When starting this blog, we did some research to find print publications that moved from print to online. Towards the tail end of that research, I came across three blogs that follow this topic. They are similar in nature to what we are doing here, but have enough differences that I think this blog is still worth maintaining (and those blogs are certainly worth reading).
- Newspaper Death Watch.
As it names implies, this blog follows the struggling newspaper
industry. The author, Paul Gillin, says, "I’ve spent 25 years
in technology journalism, the
first 17 of them in print. Since 1999, I’ve worked principally online.
That experience has taught me about the tectonic shifts that are taking
place in the media world, changes that will ultimately destroy 95% of
American major metropolitan newspapers."
- Magazine Death Pool. If you were familiar with the Magazine Death Pool blog and then read our blog, you'd probably think we stole some of its ideas. It uses the same RIP label on some of its posts, but the author took it to a higher creative level, assuming the persona of the grim reaper (but also never identifying the true author). The focus of the blog goes beyond our scope of moving from print to online, but covers any magazine that ends its print run (whether it goes online, gets folded into another publication, or just goes away).

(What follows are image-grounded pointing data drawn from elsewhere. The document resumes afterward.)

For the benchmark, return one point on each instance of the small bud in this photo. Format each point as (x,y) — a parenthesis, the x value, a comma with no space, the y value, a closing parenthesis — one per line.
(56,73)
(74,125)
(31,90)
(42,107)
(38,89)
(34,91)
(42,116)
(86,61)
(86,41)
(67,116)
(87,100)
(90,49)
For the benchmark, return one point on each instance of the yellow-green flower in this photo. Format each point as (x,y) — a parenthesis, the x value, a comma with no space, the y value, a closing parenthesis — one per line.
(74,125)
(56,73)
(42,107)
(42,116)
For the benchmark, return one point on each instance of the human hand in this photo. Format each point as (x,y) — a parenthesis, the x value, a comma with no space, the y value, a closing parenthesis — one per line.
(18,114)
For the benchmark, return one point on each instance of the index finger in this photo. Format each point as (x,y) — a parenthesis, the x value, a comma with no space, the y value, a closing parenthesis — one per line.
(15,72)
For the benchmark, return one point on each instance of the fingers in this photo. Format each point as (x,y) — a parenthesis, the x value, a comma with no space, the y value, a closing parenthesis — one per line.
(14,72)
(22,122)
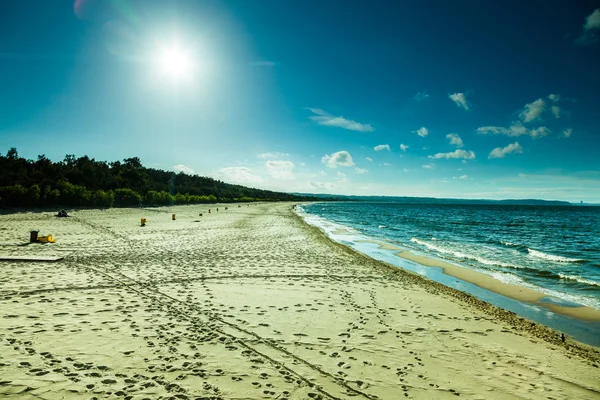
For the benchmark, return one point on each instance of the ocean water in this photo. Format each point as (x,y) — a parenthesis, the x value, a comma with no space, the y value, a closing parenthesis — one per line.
(553,249)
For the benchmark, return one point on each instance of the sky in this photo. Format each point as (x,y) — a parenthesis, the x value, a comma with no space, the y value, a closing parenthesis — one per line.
(461,99)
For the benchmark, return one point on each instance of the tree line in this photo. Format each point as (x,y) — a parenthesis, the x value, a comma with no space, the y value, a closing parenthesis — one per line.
(85,182)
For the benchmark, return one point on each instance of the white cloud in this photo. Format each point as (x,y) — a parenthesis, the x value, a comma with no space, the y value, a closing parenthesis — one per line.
(539,132)
(238,175)
(533,111)
(554,97)
(458,153)
(454,139)
(272,155)
(422,131)
(590,29)
(460,100)
(339,159)
(500,152)
(342,177)
(420,96)
(281,169)
(515,129)
(381,147)
(323,118)
(183,168)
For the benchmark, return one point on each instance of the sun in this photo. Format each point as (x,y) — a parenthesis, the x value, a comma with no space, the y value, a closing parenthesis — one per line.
(175,62)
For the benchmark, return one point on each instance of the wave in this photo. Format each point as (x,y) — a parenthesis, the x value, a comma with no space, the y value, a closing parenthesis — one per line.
(464,256)
(551,257)
(579,279)
(517,245)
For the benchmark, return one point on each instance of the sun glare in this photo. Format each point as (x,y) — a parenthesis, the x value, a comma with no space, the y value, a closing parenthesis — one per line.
(175,62)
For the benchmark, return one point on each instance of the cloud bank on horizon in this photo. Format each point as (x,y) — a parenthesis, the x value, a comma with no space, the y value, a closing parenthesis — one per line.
(342,105)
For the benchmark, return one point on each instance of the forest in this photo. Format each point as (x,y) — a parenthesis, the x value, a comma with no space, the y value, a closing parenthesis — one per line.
(85,182)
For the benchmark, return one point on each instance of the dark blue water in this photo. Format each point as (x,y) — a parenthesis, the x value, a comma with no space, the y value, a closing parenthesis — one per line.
(552,249)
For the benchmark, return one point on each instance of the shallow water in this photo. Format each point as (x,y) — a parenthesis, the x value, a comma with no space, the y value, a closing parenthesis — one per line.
(555,250)
(552,249)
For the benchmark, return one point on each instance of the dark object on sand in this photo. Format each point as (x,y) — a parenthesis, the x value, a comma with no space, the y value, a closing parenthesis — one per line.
(62,214)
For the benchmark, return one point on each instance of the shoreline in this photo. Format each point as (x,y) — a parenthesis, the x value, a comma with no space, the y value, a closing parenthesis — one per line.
(253,302)
(518,293)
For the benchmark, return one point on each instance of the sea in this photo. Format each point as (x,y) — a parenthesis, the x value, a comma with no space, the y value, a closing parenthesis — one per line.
(553,249)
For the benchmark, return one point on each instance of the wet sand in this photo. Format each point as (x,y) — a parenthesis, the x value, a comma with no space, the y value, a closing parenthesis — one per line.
(252,303)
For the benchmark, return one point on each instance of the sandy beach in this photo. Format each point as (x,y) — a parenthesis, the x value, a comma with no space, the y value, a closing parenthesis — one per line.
(252,303)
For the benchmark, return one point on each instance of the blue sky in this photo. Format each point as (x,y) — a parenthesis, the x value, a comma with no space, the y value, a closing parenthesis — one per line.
(448,99)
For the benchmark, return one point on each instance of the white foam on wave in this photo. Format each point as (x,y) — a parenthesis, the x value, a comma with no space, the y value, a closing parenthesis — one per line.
(507,277)
(509,244)
(502,276)
(579,279)
(551,257)
(464,256)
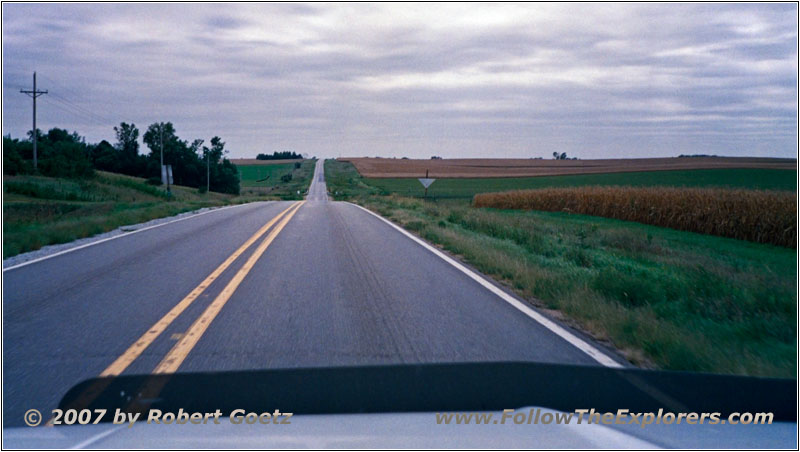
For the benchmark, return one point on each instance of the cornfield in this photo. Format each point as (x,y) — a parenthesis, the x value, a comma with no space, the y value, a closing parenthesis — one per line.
(754,215)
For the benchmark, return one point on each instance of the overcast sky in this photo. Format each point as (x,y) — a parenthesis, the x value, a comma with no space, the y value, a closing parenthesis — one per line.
(457,80)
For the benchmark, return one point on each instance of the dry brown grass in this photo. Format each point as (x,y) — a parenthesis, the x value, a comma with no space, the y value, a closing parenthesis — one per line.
(754,215)
(469,168)
(264,162)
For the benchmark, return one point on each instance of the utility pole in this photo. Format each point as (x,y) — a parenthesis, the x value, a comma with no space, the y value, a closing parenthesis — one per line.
(164,169)
(34,94)
(161,146)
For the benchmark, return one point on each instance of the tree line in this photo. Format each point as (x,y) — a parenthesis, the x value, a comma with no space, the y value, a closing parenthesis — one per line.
(65,154)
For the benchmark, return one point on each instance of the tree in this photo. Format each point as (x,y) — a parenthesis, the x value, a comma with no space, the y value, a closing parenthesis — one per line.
(105,157)
(224,176)
(186,165)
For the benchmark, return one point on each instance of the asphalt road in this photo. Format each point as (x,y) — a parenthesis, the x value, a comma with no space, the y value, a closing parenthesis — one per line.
(335,285)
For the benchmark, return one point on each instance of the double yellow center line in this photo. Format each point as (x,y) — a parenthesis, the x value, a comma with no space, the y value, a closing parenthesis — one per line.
(179,352)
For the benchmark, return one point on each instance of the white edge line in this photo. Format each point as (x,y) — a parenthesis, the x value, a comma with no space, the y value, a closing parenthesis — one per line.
(577,342)
(86,245)
(89,441)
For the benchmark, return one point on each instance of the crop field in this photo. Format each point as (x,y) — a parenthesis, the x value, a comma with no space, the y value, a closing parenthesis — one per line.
(271,179)
(754,215)
(493,168)
(251,174)
(664,297)
(750,178)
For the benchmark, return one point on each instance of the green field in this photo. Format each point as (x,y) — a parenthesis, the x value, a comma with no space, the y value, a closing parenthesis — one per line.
(765,179)
(665,298)
(274,186)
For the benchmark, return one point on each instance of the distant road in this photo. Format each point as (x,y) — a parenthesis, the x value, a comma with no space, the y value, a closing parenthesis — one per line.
(318,191)
(320,284)
(477,168)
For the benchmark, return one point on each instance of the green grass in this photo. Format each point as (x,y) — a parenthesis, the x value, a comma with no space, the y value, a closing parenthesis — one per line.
(274,186)
(39,211)
(766,179)
(665,298)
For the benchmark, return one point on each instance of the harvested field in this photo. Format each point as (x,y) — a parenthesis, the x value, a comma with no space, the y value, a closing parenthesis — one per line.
(264,162)
(479,168)
(754,215)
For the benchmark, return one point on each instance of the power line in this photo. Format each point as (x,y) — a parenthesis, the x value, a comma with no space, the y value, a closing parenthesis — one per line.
(75,112)
(83,110)
(72,94)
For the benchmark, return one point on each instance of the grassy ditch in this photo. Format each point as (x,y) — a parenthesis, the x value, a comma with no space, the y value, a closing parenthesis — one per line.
(666,298)
(40,211)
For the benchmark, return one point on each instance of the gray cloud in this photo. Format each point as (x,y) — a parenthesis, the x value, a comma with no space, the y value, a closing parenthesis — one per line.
(509,80)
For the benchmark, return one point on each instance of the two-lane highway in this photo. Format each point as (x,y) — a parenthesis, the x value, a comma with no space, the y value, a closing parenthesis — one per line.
(264,285)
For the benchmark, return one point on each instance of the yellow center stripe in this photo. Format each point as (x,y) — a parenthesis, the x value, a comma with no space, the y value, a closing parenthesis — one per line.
(133,352)
(181,350)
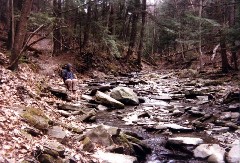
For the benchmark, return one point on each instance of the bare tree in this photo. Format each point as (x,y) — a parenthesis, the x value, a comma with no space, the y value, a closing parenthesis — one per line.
(140,49)
(133,36)
(20,34)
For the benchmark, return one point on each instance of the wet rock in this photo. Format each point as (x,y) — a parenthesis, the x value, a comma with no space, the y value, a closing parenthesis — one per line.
(60,92)
(185,140)
(64,113)
(220,130)
(54,149)
(234,115)
(196,112)
(231,125)
(158,104)
(185,73)
(107,100)
(212,82)
(102,107)
(45,158)
(214,152)
(173,127)
(177,113)
(57,132)
(100,135)
(33,131)
(70,107)
(199,125)
(202,98)
(144,115)
(177,96)
(103,88)
(191,93)
(234,107)
(87,98)
(36,118)
(164,97)
(231,97)
(233,155)
(125,95)
(114,158)
(225,116)
(88,145)
(114,131)
(88,116)
(115,149)
(141,100)
(135,140)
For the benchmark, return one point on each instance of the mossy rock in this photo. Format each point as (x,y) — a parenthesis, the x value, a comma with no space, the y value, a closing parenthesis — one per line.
(45,158)
(132,146)
(188,73)
(213,82)
(36,118)
(88,145)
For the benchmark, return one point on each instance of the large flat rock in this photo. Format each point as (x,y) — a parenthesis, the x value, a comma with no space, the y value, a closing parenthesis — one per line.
(185,140)
(114,158)
(105,99)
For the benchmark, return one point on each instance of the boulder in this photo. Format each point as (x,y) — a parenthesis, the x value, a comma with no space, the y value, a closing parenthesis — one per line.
(125,95)
(88,145)
(36,118)
(45,158)
(57,132)
(234,107)
(70,107)
(114,158)
(102,107)
(185,141)
(100,135)
(54,149)
(60,92)
(105,99)
(174,127)
(233,155)
(214,152)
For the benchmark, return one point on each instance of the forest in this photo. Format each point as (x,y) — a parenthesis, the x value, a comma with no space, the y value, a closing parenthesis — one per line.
(150,81)
(177,31)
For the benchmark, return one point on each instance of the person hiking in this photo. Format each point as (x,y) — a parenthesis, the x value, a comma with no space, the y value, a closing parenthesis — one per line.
(69,78)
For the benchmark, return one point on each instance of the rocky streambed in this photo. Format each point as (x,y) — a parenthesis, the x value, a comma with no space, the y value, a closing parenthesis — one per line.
(178,116)
(180,119)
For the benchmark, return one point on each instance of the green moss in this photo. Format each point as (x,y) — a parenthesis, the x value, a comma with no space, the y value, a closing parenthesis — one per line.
(213,83)
(36,118)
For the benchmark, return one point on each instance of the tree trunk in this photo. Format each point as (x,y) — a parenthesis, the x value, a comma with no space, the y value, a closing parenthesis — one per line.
(133,36)
(112,23)
(225,64)
(11,25)
(20,34)
(87,25)
(200,35)
(57,39)
(232,20)
(140,49)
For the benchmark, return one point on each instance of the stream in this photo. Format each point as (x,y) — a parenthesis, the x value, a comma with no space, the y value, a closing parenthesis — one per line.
(192,107)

- Print is Dead: Books in Our Digital Age. Although focusing mostly on books, this blog has the broadest coverage of the blogs mentioned here, hitting on related topics such as general readership trends and other physical media (like the decline in the printing of greeting cards and lingering of cassette tapes). The author, Jeff Gomez, says the blog is a website for his upcoming book of the same name to be published in "late 2007." I am not sure if it will be printed or available only in digital format.
Each of the above blogs focuses on a particular industry—newspapers, magazines, and books—and goes beyond our limited focus on moving from print to online. So you'll see some duplicated reports between our blog and these, but our blog will also chronicle publications outside these three industries (such as journals) and those blogs provide commentary beyond what we want to cover here.
So if you find this topic interesting, I'd suggest you check out these blogs and hope you add ours to your reading mix as well.